Robbing has been my biggest problem, the only way I got it stopped was with robbing screens. Cutting down the entrance so only 1 bee could get through didn't help. Build you some robbing screens and put those things on there before you do any thing else. I hope you have good luck


----------



## TalonRedding (Jul 19, 2013)

Actually, I'll be introducing mated and laying queens. Glad to hear yours are doing well.


----------



## angel (Jul 23, 2013)

Good luck on the project. I just got done with two queenless splits and like skidmld stated, robbing is my biggest problem.
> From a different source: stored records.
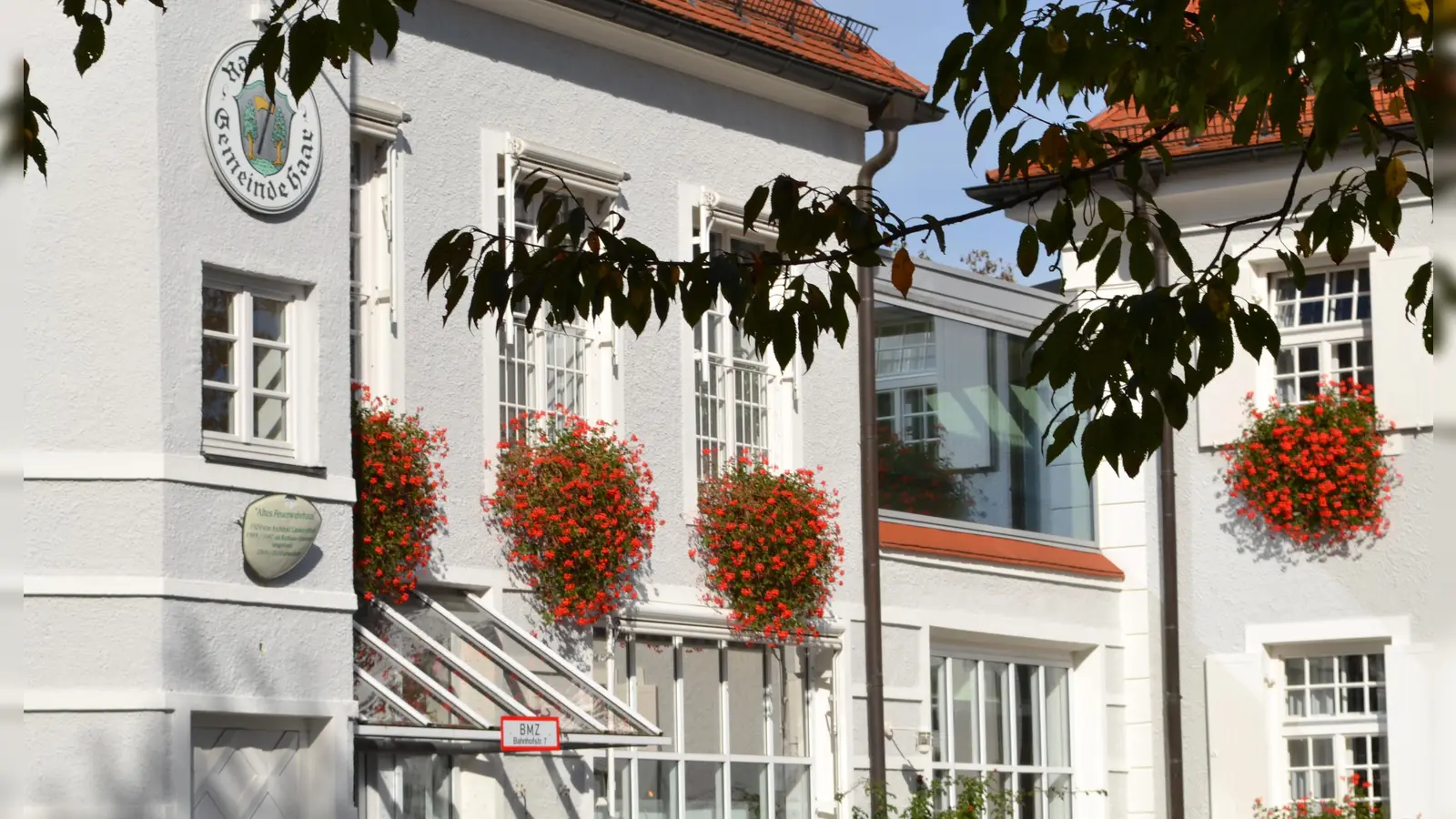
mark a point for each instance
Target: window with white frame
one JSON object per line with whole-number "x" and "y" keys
{"x": 1325, "y": 331}
{"x": 371, "y": 327}
{"x": 737, "y": 719}
{"x": 1334, "y": 726}
{"x": 251, "y": 368}
{"x": 550, "y": 365}
{"x": 733, "y": 385}
{"x": 1005, "y": 720}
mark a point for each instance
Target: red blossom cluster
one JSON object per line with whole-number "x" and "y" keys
{"x": 577, "y": 506}
{"x": 1314, "y": 472}
{"x": 1353, "y": 806}
{"x": 400, "y": 486}
{"x": 769, "y": 547}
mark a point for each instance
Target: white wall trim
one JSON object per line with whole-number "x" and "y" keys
{"x": 983, "y": 567}
{"x": 182, "y": 470}
{"x": 184, "y": 589}
{"x": 1259, "y": 637}
{"x": 123, "y": 700}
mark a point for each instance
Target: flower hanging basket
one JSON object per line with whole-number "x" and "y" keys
{"x": 579, "y": 513}
{"x": 400, "y": 497}
{"x": 769, "y": 545}
{"x": 1314, "y": 472}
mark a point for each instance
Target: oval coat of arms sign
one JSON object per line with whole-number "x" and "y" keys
{"x": 277, "y": 532}
{"x": 266, "y": 152}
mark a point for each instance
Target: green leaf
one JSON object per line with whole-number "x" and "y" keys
{"x": 308, "y": 44}
{"x": 1140, "y": 264}
{"x": 1062, "y": 438}
{"x": 1026, "y": 251}
{"x": 1110, "y": 259}
{"x": 89, "y": 43}
{"x": 754, "y": 207}
{"x": 951, "y": 63}
{"x": 976, "y": 135}
{"x": 1416, "y": 293}
{"x": 357, "y": 18}
{"x": 1111, "y": 215}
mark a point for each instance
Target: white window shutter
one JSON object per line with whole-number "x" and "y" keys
{"x": 1220, "y": 402}
{"x": 1404, "y": 370}
{"x": 1239, "y": 760}
{"x": 1411, "y": 742}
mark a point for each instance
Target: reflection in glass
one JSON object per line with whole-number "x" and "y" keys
{"x": 701, "y": 790}
{"x": 746, "y": 796}
{"x": 703, "y": 694}
{"x": 791, "y": 792}
{"x": 655, "y": 792}
{"x": 961, "y": 429}
{"x": 997, "y": 723}
{"x": 746, "y": 716}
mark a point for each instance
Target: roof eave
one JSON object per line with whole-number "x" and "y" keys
{"x": 743, "y": 51}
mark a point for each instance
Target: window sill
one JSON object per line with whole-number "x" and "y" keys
{"x": 259, "y": 460}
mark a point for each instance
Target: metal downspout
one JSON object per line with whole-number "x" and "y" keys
{"x": 870, "y": 491}
{"x": 1168, "y": 566}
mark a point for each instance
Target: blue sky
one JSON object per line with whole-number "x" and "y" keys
{"x": 929, "y": 174}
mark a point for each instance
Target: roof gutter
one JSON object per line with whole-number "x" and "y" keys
{"x": 759, "y": 57}
{"x": 999, "y": 193}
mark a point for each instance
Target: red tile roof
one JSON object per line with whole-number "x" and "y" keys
{"x": 989, "y": 548}
{"x": 813, "y": 40}
{"x": 1219, "y": 135}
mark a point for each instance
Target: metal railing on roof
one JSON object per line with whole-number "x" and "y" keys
{"x": 805, "y": 18}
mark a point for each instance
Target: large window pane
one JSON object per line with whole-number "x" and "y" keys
{"x": 654, "y": 680}
{"x": 657, "y": 796}
{"x": 703, "y": 784}
{"x": 791, "y": 792}
{"x": 788, "y": 678}
{"x": 703, "y": 697}
{"x": 997, "y": 720}
{"x": 1059, "y": 717}
{"x": 961, "y": 429}
{"x": 966, "y": 712}
{"x": 746, "y": 700}
{"x": 746, "y": 796}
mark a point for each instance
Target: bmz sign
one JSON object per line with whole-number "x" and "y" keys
{"x": 531, "y": 733}
{"x": 266, "y": 152}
Also I didn't have a screened bottom board on one of the nucs and didn't want to lock them up too tight due to the heat. Checked nucs today, saw capped brood, larvae and eggs. Nice. Let us know how it goes.


----------



## David LaFerney (Jan 14, 2009)

I also agree with skidmld - robber screens are awful easy to make, and they work. You don't have enough time left to waste on an easily preventable problem.

As much rain as we have had so far the chances of a goldenrod flow (and getting a bit more comb built) look pretty decent - so cross your fingers. But I would want to have the nucs full of comb before Sept 1 so that the queens have somewhere to lay. I would consider stealing comb from more established hives at that point if needed, and let The bigger hives build more.

Just be prepared to combine some or rob other hives for resources in case it doesn't go as planned.

Good luck.


----------



## TalonRedding (Jul 19, 2013)

David LaFerney said:


> in case it doesn't go as planned.
> 
> Good luck.


This has actually become my business model.......


----------



## TalonRedding (Jul 19, 2013)

Thanks for the replies and advice folks. Not much resentment, not that I care because I'd still do it anyway . It seems like most would give it a shot, so we will see how it goes!


----------



## WilliamsHoneyBees (Feb 17, 2010)

I overwinter a bunch of nucs and am still making them up. Two frames of brood and thin syrup. I can usually get them to 6 to 8 combs by winter. I double stack the nucs and drill a vent hole in the top box, they do great!


----------



## TalonRedding (Jul 19, 2013)

pine_ridge_farms said:


> I double stack the nucs and drill a vent hole in the top box, they do great!


When you double stack, do you have two queens (one in top and one in bottom)? If that's the case, how do you "separate" the queens? Excluder? One entrance for two boxes or one entrance per box?


----------



## WilliamsHoneyBees (Feb 17, 2010)

1 queen 2 boxes. I super my nucs just like you would a strong hive.


----------



## WilliamsHoneyBees (Feb 17, 2010)




----------



## garusher (May 28, 2012)

this year i am doing the double nucs on a split 10 frame box. 
Last night i went and did a check on the nucs i made up, they were all doing fine except for one.

she had completely filled the bottom four frames with brood, the 4 frame super had the two center frames covered in brood and the two outside frames loaded with honey.

So i stole two frames of brood and pumped up two slower nucs.

I made this nuc maybe 5 weeks ago. it is literally going gangbusters, actually i almost dropped the outside frame. i was not expecting the frame to weigh so much.

Gary.


----------



## j.kuder (Dec 5, 2010)

it seems like this year is the never ending honey flow sour wood is still going so is clover and winged sumac has just started and yesterday i noticed a tall variety of golden rod starting to open






picture taken a couple of weeks ago


----------